IV.129 FRACTAL ENUMERATORS tell what part or portion and combine the forms of CARDINALS with ORDINALS. They rarely determine a NOUN directly [454], but prefer an intermediary “of” [455] and often a UNIT NOUN (in the sense of IV.68) telling the measure of the division [456].

[454] General Wade Hampton [...] mingled one-fourth cotton seed with three-fourths corn, on which his slaves on seemed to thrive tolerably well (Anti-Slavery Examiner)

[455] About a third of the fugitive crusaders [...] escaped to the Thracian mountains. (Decline)

[456] The daily ration of food [...] in the Buxton House of Correction [is] one and a half pints of soup, four-fifths of a pound of potatoes, and two-sevenths of an ounce of beef. (Anti-Slavery Examiner)

Though FRACTALS are supposedly specific and decided, they soon become unwieldy. I gravely question whether the hapless prisoners in [456] ever got a fair measure of “beef”, cynically stingy as it was.

IV.130 For cognitive and social reasons, the three ENUMERATORS reviewed here present a declining slope in both range and frequency. The CARDINALS are legion, and extend up higher than most people can grasp, so computers take over. Modern culture is obsessed with sticking numbers on everything imaginable or unimaginable; one reflex is the tacit defeat of the “rule” that all up to “hundred” be written out in letters rather than digits. Some discourse domains admit only texts that bristle like numerical hedgehogs; what matter if percentages of statistics are glass bead games if they’re the only games in town? Governments conjure with “average” benefits by mixing oil billionaires with loo attendants. And so the paradox: we believe to be making our knowledge stable by quantifying and measuring; but we often have to “factor out” what makes it humanly interesting.

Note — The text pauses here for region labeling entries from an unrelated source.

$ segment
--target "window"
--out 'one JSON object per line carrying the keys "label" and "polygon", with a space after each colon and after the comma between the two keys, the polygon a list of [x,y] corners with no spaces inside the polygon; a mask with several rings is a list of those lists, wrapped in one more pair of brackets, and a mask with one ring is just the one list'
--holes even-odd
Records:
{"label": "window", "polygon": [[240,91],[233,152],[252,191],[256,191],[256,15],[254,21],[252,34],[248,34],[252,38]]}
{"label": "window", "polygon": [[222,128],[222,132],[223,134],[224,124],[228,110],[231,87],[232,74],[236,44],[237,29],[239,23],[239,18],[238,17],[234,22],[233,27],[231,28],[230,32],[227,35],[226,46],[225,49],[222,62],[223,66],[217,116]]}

IV.131 ORDINALS serve the social fashion of keeping focused on the top people and things in our fabulous “democracies” : “the First Lady”, “the second largest shareholder”, “the third Marquis of Salisbury”, “the fourth Trident submarine” and so on (all BNC) -- and not, say, “the Ninety-First Lady” or “the eleventh crookedest shareholder”. Aside from a few bulges like “nineteenth” and “twenty-fifth”, the frequencies decline; if “tenth” still has 1,126 occurrences in the BNC, “twenty-eighth” has a only 18, and “thirty-eighth” only 2.

IV.132 FRACTALS show this decline far more strongly. With or without the hyphen, “three-fifths” weighs in at 46 uses, but “three sevenths” at only 6, of which 5 come from a single tutorial. Indeed, the higher-numbered FRACTALS in the BNC occur almost entirely in the tedious and patronising discourses of maths tutorials, which abound in such desiccated inanities as teaching “twelfths” by analogy to “pigs” [457]. (A tutor who asked a butcher for “two twelfths of a pig, my good man” would be belted with offal.)

[457] “If we had two pigs and another pig how many pigs would we have?” “Three.” “If we had two twelfths and another twelfth how many twelfths would we have altogether?”

Although every Joe Bloggs can get the use of a pocket calculator these days, maths and fractions are still dinned into schoolchildren as a black-and-white Golgotha of “correct” and “incorrect” that “traditional grammar” has doggedly but vainly sought.

 

 Notes to Part IV, Number Two

 

6.Blighty” is an affectionate, wistful, or rueful nickname for Britain, common among soldiers abroad. It surfaced in the late 19th century among soldiers stationed in India, plausibly cribbed from Hindi “bilayati” (“country”).

7. According to the Web, “MUD” is an anagram for “Multi-User Dimension”, “Dialogue”, “Domain” or even “Dungeon”. Which this product might be I cannot discern from its outburst of bafflegab.

8. This instance of ATTITUDE was first brought to my attention by John Sinclair in Hong Kong.

9. Some contemporary grammarians (as in CGEL) use the terms “genitives” or the “genitive case” imported from Latin grammar to distinguish them from the English PRO-NOUN POSSESSIVES.